August 30, 2021 | 5 min read
Gimi: an allowance app making finances fun
What with work pressures, after-school clubs, dance lessons and play dates, it’s fair to say many parents find it a bit of a struggle teaching their children about all-important financial literacy. Thankfully, there are socially-minded fintech innovators who can help with this challenging task. One of these is Swedish app Gimi, which uses behavioural science and gamification to show children how to manage money – and persuade them to do a few household chores in the process. What’s not to like? Marqeta caught up with Gimi’s communication and partnerships manager Sofie von Krusenstierna to find out more. Here’s what she had to say…
Gimi is an allowance app created specifically for children.

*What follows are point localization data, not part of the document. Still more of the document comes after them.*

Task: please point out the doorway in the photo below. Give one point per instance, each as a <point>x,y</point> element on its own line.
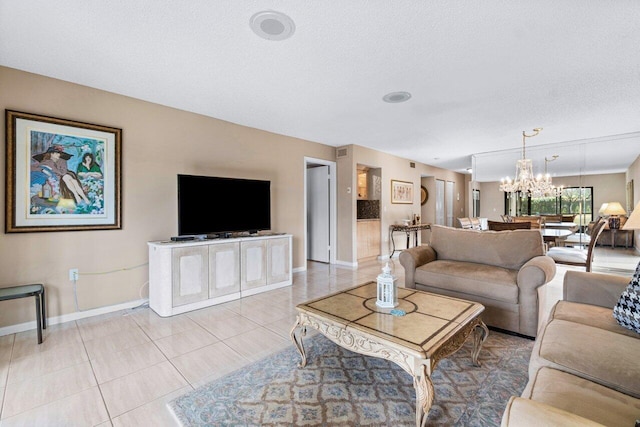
<point>320,210</point>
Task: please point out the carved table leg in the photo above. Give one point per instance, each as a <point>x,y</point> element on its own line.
<point>480,334</point>
<point>297,340</point>
<point>424,395</point>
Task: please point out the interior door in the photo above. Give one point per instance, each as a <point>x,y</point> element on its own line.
<point>439,202</point>
<point>318,213</point>
<point>449,203</point>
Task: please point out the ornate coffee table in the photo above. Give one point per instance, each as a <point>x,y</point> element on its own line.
<point>433,328</point>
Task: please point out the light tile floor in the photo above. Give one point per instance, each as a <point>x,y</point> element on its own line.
<point>122,368</point>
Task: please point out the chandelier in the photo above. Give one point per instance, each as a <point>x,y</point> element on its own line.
<point>525,182</point>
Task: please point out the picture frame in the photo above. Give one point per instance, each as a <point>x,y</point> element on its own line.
<point>401,192</point>
<point>61,175</point>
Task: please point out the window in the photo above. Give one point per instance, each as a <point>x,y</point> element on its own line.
<point>572,201</point>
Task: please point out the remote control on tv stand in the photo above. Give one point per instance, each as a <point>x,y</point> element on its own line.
<point>182,238</point>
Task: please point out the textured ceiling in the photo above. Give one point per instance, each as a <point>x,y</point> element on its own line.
<point>479,72</point>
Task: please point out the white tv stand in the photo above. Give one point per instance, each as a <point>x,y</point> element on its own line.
<point>188,275</point>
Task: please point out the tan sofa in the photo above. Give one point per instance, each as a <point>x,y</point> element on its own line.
<point>503,270</point>
<point>584,368</point>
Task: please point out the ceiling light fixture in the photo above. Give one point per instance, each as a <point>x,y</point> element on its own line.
<point>525,182</point>
<point>395,97</point>
<point>272,25</point>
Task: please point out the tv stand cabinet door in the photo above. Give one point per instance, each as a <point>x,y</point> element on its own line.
<point>279,260</point>
<point>253,264</point>
<point>224,269</point>
<point>190,274</point>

Can you tell us how the concept came about?
“The business is actually the brainchild of professional footballer Philip Haglund. While taking some time out due to injury in 2015, Philip, a student of Stockholm School of Economics, had spotted that the world was fast shifting to a cashless economy. He realised that little was being done to help kids understand this new financial landscape – and that the physical piggy bank of his childhood was about to become a thing of the past.
“His thinking was underpinned by data from the OECD and the Programme for International Student Assessment showing that financial literacy among today’s youth is decreasing. Sadly, many young people don’t understand the value of money and how to handle it correctly. We wanted to help youngsters learn how to manage a range of financial actions such as buying new trainers, putting money aside for pensions, and how to use credit sensibly.”
So what are the features of Gimi and how does it work?
“The Gimi app is a dual app experience, with engaging functionalities for children and parental control for the parents. In short, in the app the recurring allowance is automated – so it’s never missed. The child can set up savings goals and complete chores with rewards. There is also a set of features that are about educating, such as lessons in personal finance, a chatbot that teaches money concepts and supportive educational material such as tutorials and instructional videos.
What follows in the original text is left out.